Scorn if you like, but I like the deets

By Ivan Morgan

Okay. Prepare to roll your eyes but also prepare to hear me out.
I have been a media hound my whole life. I have been a reporter, a journalist, a communications hack and a columnist, but mainly I have been a follower (in modern terms a consumer) of media.
I still read and take in a great deal of journalism and news reporting. When there is a crisis that goes quadruple. The recent fire crisis had me all over various media, especially (sorry CBN and other places) when it looked like it would spread to my own town.
I always have a radio with batteries for such events and was glued to VOCM radio. To my mind they are far and away superior to any other outlet for that sort of “on the spot” coverage, keeping me posted at all times on whatever the latest developments were.
But I am here to tell you there may be a new kid in town: social media – specifically Facebook, Twitter and Instagram. Let me explain.
I am reading an autobiography of an American newspaper journalist you’ve probably never heard of, James Ruston, whose career spanned 60 years – the 1930’s to the 1990’s – covering, among other things, 10 Presidents.
Ruston wrote about starting his career as a cub reporter in the early 1930’s when everyone depended on newspapers for their information. He noted there was a lot of scorn at the time amongst older journalists for a new upstart media – radio. His bosses saw it as a flash in the pan, a gimmick – and unreliable too.
He wrote about how decades later radio and newspaper journalists looked down their noses at another upstart media bound to fail – television.
That got me thinking. During the coverage of these wildfires, from time to time politicians, communications flaks and mainstream media people took the time to diss social media and caution people to only pay attention to government info. A lot of scorn was heaped on news from Facebook etcetera.

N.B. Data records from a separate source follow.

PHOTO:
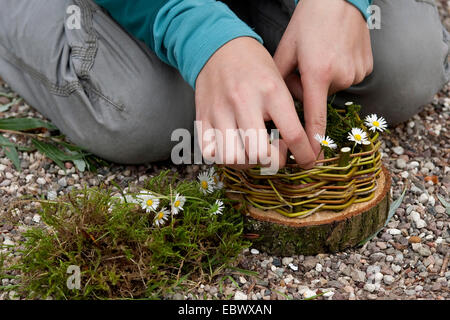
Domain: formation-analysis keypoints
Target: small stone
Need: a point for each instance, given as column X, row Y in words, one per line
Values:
column 62, row 182
column 394, row 232
column 420, row 223
column 318, row 267
column 377, row 256
column 423, row 198
column 310, row 262
column 378, row 277
column 381, row 245
column 400, row 163
column 8, row 242
column 396, row 268
column 358, row 276
column 239, row 295
column 52, row 195
column 413, row 164
column 13, row 295
column 68, row 165
column 439, row 209
column 388, row 279
column 309, row 293
column 369, row 287
column 398, row 150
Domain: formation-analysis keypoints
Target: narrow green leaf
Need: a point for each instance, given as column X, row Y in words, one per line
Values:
column 11, row 152
column 23, row 124
column 394, row 206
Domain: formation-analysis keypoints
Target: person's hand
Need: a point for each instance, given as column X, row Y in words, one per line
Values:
column 240, row 87
column 328, row 41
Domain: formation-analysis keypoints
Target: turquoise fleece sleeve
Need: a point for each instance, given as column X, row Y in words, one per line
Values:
column 182, row 33
column 362, row 5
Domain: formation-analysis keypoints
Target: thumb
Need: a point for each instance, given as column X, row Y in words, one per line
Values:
column 285, row 58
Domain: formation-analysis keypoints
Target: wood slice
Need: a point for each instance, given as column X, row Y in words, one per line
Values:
column 324, row 231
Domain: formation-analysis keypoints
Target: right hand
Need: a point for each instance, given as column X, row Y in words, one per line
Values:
column 240, row 87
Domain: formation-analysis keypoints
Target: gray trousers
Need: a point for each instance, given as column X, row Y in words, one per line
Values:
column 108, row 93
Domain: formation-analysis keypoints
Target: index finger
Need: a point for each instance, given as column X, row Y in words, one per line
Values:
column 285, row 117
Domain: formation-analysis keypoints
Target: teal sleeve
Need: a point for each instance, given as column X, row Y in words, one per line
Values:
column 362, row 5
column 182, row 33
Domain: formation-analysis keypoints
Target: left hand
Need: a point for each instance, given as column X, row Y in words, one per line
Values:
column 328, row 41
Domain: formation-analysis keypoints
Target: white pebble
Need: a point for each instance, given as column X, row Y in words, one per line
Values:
column 423, row 198
column 319, row 267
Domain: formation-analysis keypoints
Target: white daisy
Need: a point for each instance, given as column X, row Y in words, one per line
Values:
column 178, row 203
column 357, row 135
column 206, row 183
column 148, row 201
column 161, row 217
column 375, row 123
column 217, row 207
column 325, row 141
column 215, row 178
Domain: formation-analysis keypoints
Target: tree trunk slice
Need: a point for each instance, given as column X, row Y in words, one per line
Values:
column 323, row 231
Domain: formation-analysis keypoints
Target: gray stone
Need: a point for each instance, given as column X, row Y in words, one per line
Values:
column 398, row 150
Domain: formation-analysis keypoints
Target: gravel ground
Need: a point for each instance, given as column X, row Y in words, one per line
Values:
column 407, row 260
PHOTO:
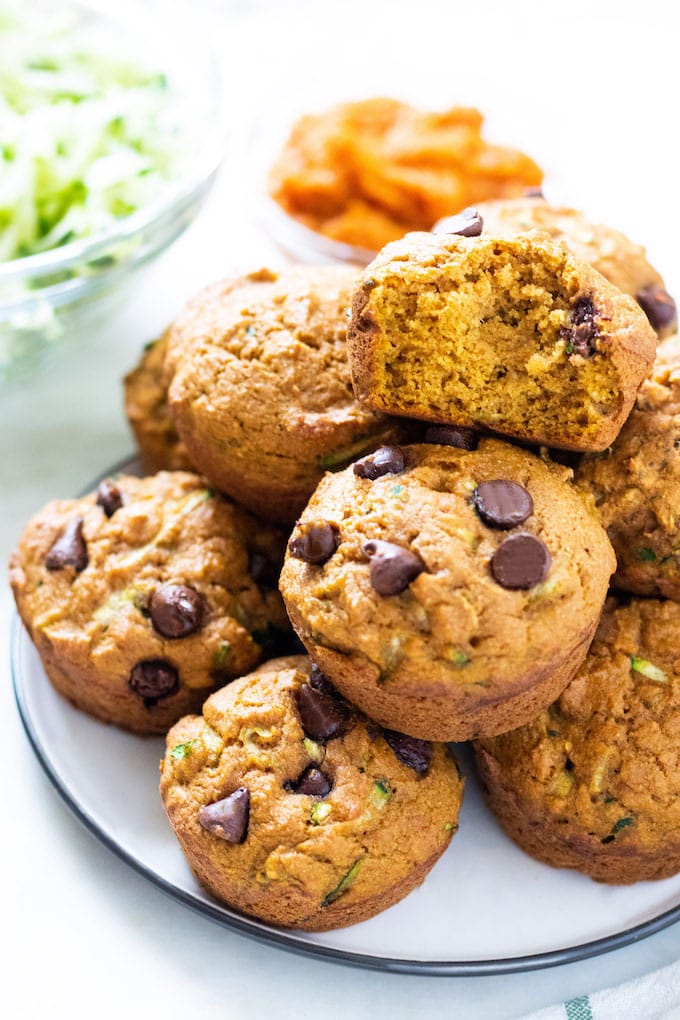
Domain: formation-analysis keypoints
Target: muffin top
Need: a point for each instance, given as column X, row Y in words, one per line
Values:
column 610, row 252
column 454, row 569
column 151, row 570
column 607, row 755
column 636, row 483
column 259, row 380
column 146, row 406
column 298, row 808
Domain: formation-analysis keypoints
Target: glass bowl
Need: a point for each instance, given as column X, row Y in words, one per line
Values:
column 61, row 294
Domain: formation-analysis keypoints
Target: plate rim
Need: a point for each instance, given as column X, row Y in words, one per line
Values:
column 290, row 940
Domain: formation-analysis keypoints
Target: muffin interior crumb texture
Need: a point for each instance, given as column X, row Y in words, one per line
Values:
column 495, row 337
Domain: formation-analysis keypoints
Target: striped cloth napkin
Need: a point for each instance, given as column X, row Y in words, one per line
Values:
column 654, row 997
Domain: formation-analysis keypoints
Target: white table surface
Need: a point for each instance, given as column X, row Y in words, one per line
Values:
column 587, row 88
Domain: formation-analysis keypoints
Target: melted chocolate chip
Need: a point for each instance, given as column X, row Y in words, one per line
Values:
column 581, row 334
column 502, row 503
column 520, row 561
column 393, row 567
column 228, row 818
column 69, row 550
column 313, row 781
column 659, row 306
column 176, row 610
column 410, row 751
column 467, row 223
column 109, row 497
column 314, row 542
column 385, row 460
column 464, row 439
column 263, row 570
column 321, row 715
column 320, row 681
column 153, row 679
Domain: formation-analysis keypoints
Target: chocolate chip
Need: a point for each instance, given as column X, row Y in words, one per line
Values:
column 228, row 818
column 582, row 332
column 385, row 460
column 176, row 610
column 502, row 503
column 467, row 223
column 153, row 679
column 320, row 681
column 321, row 715
column 69, row 550
column 315, row 542
column 393, row 567
column 109, row 497
column 263, row 570
column 313, row 781
column 520, row 561
column 464, row 439
column 658, row 305
column 410, row 751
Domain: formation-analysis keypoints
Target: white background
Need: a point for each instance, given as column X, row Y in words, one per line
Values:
column 590, row 90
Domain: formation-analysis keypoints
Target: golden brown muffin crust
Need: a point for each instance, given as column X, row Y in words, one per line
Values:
column 312, row 862
column 455, row 654
column 593, row 783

Is there a pattern here? I don’t know and that’s why I am asking.
I’m not a conspiracy nut. Government is not out to get us (they’re not competent enough). I still think it’s sound advice in an emergency to listen to government officials, who mean well. But only officials? When a politician heaps scorn on those using social media for news, they are basically implying you and I are too stupid to tell the difference between fact and fiction. We’re not.
A lot of stuff that happens around here is never covered by traditional news media. I have been following two Facebook sites, the unfortunately named “Newfoundland Skeets in the Street” and “NFLD Bulletin.” I have no skin in their game. I have no idea who runs these, or why, or what – if any – is their agenda. This is no endorsement other than to observe they often break news hours if not days ahead of other media. Stuff you won’t read almost anywhere else. Especially regarding the enormous increase in crime in this province. If you are interested, and I am, they cover a lot more than the vague, terse, “mind your own business” style of RNC releases, which are often just faithfully copied by the mainstream media. They give you deets. They seem reliable.
Like any new media outlets of the past, scorn, disdain and open hostility from established sources is part of the business. I know, I have certainly experienced my share over the years.
I have no idea if this is a new trend or if I am a silly old fart blowing smoke. But for those faceless folks posting online media reports and being laughed and sneered at, I offer this quote often attributed to Mahatma Ghandi: “First they ignore you, then they laugh at you, then they fight you, then you win.”